Developing. Virgin Galactic's Spaceship Two has suffered a major casualty during a test flight. The vehicle is reportedly a total loss.
These things happen in threes. Both SpaceX and the Riskiest have flights scheduled soon. Which will crash?
This will be a set back for the local aerospace industry. So it was just the test pilot on board? It sucks for him but I have to think he knew it was a dangerous job. I still feel bad for his family though.
One pilot ejected, and one was found still in his seat. It's a given in most aerospace circles that their hybrid engine should have been abandoned years ago, because hybrids just don't scale up reliably. Even the smaller engine on Spaceship One had some pretty scary behaviors.
Virgin Galactic is dead. They were already rumoured to be under heavy pressure from outside investors to make deadlines or lose funding, this will both make those investors skittish and cause people lined up to purchase flights to take another look at the idea. All flight is risky, test flight incredibly more so. The pilots of Enterprise would have well known the risks and took the chance, hats off to both of them, and hopefully the surviving crew member pulls through. While some deaths lead to greater knowledge and progress however, I fear this will set back commercial progress in the suborbital arena by years.

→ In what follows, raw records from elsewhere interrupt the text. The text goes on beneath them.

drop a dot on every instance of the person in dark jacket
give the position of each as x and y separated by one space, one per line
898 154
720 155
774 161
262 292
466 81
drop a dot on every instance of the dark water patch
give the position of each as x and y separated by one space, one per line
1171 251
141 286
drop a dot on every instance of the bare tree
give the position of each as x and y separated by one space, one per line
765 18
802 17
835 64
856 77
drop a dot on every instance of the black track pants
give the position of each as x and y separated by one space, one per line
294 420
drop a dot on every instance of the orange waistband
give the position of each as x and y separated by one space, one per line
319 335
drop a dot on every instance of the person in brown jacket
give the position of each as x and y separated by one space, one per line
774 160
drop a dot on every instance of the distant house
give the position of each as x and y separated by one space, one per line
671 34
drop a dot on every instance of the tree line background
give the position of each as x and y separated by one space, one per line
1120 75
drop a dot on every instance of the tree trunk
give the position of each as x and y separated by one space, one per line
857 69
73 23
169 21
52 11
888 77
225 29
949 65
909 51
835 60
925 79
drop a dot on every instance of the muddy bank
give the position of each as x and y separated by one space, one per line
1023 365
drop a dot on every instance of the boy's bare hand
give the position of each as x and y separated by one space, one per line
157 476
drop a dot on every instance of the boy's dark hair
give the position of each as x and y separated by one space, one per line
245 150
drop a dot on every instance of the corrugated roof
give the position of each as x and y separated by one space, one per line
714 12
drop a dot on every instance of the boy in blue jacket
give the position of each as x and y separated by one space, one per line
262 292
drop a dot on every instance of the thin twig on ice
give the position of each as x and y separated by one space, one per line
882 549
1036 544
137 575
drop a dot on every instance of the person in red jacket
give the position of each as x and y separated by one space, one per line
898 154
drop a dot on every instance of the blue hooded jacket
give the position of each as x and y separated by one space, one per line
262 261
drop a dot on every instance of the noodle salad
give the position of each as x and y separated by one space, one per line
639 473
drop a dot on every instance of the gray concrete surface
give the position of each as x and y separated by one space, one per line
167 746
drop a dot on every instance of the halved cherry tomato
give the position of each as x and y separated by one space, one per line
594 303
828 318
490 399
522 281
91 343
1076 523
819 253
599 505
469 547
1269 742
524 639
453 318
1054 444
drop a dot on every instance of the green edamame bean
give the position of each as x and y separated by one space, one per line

Richard Branson's statement about the accident. Over at an aerospace blog I suggested that perhaps shock cooling of the nylon grain surface (during a reported momentary pause in the burn) resulted in thermal stress and possible shattering or peeling of the surface layer, putting far too much fuel surface into the combustion chamber when it was filled with pressurized, unburned nitrous oxide. As background, when compressed nitrous evaporates its temperature drops to -127F. My thought is that a failed start would leave a hot, soft layer of nylon, and then the cold oxidizer could shock cool the surface, shrinking it while making the nylon extremely brittle.
No, we fly, despite all the risks. Wayne Hale had a good post on risks. It's well worth reading, as are all his posts.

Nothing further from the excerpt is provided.